Married persons do not have to sign a premarital agreement. The law already provides rules for dividing property and awarding support upon divorce, and rules for dividing property upon death. If the two people do not have a premarital agreement, these normal rules apply. The purpose of a premarital agreement is to contract out of the normal rules, and to apply different rules in their place.

To understand whether you need a premarital agreement, you need to first understand the rules that will apply if you do not have an agreement. If those rules are acceptable to both parties, there is no need to sign a premarital agreement. If those rules are not acceptable, and the spouses can agree upon a different set of rules that they both like better, there is reason to sign a premarital agreement.

The rules that apply without an agreement vary from state to state. This blog post will discuss the rules that apply to division of property upon divorce, and why spouses might want to sign an agreement that applies different rules.

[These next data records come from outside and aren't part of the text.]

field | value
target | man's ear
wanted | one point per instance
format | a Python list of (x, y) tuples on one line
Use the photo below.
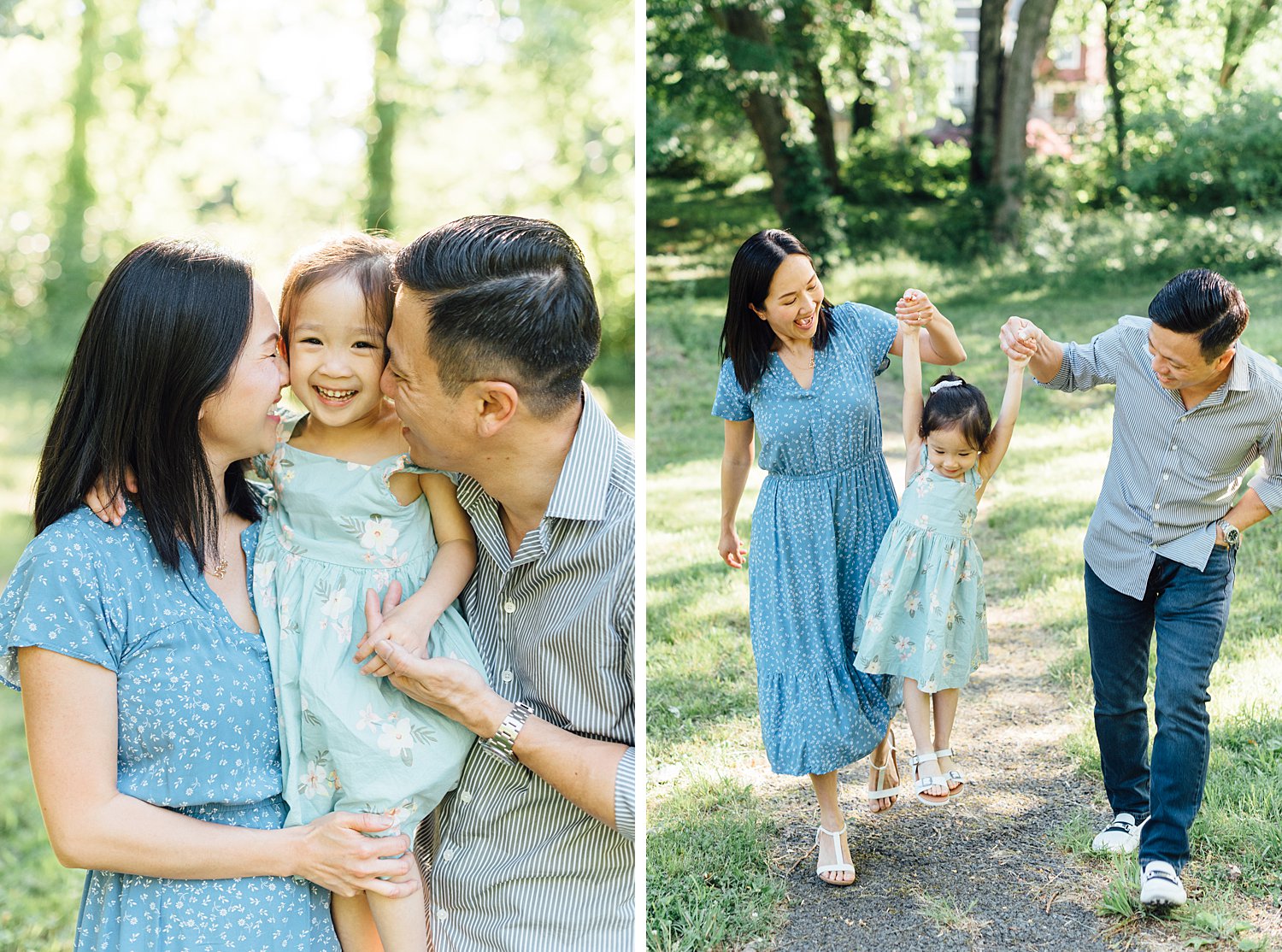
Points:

In North Carolina, when a marriage ends in divorce, the court divides the parties’ property into two categories. “Separate property” which is usually property acquired before the marriage, or property acquired by gift or inheritance during the marriage. Separate property is not divided upon divorce. “Marital property” is everything that is not separate property, and it is divided equitably between the spouses. The presumption is that an equal division is equitable, but the presumption can be rebutted by proof that another decision is fairer.  See generally N.C. Gen. Stat. (“G.S.”) § 50-20.